Michigan women found messages in a bottle from day before 9/11, now searching for authors



FENNVILLE, Mich. - A mother and daughter stumbled upon a message in a bottle from just one day before the world changed forever during a weekly beach walk along Lake Michigan.

“We always walk between these two parks right here because there’s always a lot of litter washed up," Amy Gasaway said.

Gasaway and her daughter Amanda Butler call themselves "beachcombers." They enjoy searching for beach glass, driftwood and other treasures on the beach at West Side County Park.

During one of their beach walks, the pair made an amazing discovery.

“As we were going through the debris, I was using one of the driftwood pieces," Gasaway said. "I kinda caught this yellow bottle top."

It was a Pepsi bottle, but inside it was something that let the women know this was more than just a piece of trash.

“It had a nice ‘Open me’ sign in it," Butler said. "So, as we got in to open it, we found a class project for an AP class of English out of Clayton, Indiana.”

Inside the Pepsi bottle were three letters. The first was written by a teacher named Diane Flint at Cascade High School in Clayton, Indiana explaining she had her Honors English students write letters and put them in a bottle, hoping they would be found and someone would write them back. The other two letters were written by Flint's students.

As Amanda and Amy were reading the two letters inside written by then 15-year-old boys Zachary Catlin and John Thomas, they noticed the date they were written: September 10, 2001.

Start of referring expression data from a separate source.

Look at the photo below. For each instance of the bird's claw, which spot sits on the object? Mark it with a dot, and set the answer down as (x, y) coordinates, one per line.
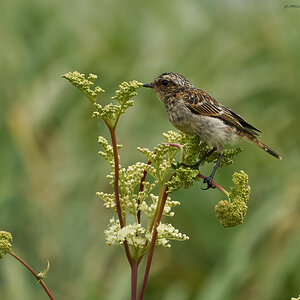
(208, 181)
(175, 166)
(194, 166)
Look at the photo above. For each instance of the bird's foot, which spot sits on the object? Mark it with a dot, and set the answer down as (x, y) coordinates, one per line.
(208, 181)
(194, 166)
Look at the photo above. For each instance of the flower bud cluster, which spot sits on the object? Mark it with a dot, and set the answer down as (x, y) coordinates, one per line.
(84, 84)
(115, 235)
(5, 243)
(166, 232)
(232, 213)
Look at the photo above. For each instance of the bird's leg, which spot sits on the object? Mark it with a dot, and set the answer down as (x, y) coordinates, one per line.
(209, 179)
(197, 164)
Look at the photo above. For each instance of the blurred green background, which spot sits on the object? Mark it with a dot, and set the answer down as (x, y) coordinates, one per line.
(244, 53)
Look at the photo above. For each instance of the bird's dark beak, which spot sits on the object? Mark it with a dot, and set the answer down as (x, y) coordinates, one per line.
(148, 85)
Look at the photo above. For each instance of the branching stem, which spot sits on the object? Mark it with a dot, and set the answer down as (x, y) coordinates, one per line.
(41, 282)
(160, 208)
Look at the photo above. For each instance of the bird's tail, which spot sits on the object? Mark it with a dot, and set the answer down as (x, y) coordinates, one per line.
(260, 144)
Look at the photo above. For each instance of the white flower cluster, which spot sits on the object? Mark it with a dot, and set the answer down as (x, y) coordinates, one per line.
(167, 232)
(84, 84)
(173, 137)
(132, 233)
(139, 237)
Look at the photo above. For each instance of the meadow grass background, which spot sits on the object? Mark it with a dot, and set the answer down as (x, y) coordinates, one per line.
(244, 53)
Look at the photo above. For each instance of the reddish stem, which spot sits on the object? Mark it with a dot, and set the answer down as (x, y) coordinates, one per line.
(116, 189)
(41, 282)
(152, 246)
(141, 189)
(134, 273)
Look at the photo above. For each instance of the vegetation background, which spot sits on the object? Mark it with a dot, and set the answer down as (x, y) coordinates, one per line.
(244, 53)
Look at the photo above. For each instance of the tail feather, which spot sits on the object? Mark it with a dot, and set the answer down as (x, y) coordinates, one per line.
(260, 144)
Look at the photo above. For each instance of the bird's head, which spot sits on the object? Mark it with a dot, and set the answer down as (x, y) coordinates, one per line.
(167, 84)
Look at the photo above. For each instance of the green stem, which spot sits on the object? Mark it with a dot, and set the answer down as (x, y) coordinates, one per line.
(41, 282)
(116, 188)
(160, 208)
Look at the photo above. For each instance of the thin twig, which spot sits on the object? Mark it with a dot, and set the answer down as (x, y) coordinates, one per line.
(154, 236)
(141, 189)
(116, 189)
(41, 282)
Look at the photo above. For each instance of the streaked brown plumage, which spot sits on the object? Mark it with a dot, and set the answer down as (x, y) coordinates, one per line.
(194, 111)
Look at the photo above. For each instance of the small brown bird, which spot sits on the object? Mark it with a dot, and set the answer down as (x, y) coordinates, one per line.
(195, 112)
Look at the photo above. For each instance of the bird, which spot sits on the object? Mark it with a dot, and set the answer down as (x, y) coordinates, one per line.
(194, 112)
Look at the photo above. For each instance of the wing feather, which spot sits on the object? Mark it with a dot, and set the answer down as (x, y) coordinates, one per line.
(199, 102)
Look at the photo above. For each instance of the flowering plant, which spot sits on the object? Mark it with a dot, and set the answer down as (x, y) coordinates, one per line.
(141, 192)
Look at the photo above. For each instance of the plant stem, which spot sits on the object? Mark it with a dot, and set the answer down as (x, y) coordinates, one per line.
(116, 188)
(134, 273)
(141, 189)
(41, 282)
(160, 210)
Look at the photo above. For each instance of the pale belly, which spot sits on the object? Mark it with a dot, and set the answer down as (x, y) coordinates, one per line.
(211, 130)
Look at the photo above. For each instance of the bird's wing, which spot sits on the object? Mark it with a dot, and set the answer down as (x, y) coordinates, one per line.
(199, 102)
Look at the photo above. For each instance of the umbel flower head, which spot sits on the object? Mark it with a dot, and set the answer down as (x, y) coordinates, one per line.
(233, 211)
(5, 243)
(139, 196)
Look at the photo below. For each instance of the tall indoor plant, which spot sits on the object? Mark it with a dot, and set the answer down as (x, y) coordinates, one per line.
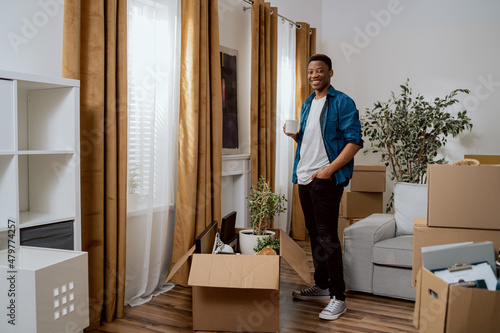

“I’m sure they had no clue whatsoever how the world was about to change in front of them," Gasaway said.

Catlin wrote that he wanted to be a geologist when he grew up. Thomas wrote about how he liked to play guitar and sleep.

“It really makes you wonder, you know, what these young men have gone through since then," Gasaway said. “There’s been a lot of changes since 9/11, since they wrote these.”

Now, their mission is to find Catlin and Thomas to see how the last 18 years have been for them.

“We’re also curious at how many of them came back from their project, you know?" Gasaway said. "Is this maybe one of the last few out there? Were there every any found, you know? We do have a couple questions for them.”

WXMI is working with Gasaway and Butler to get in touch with the men who wrote the letters, along with their high school teacher. The women said they want to give their letters back to them along with some other treasures they've found on their beach walks.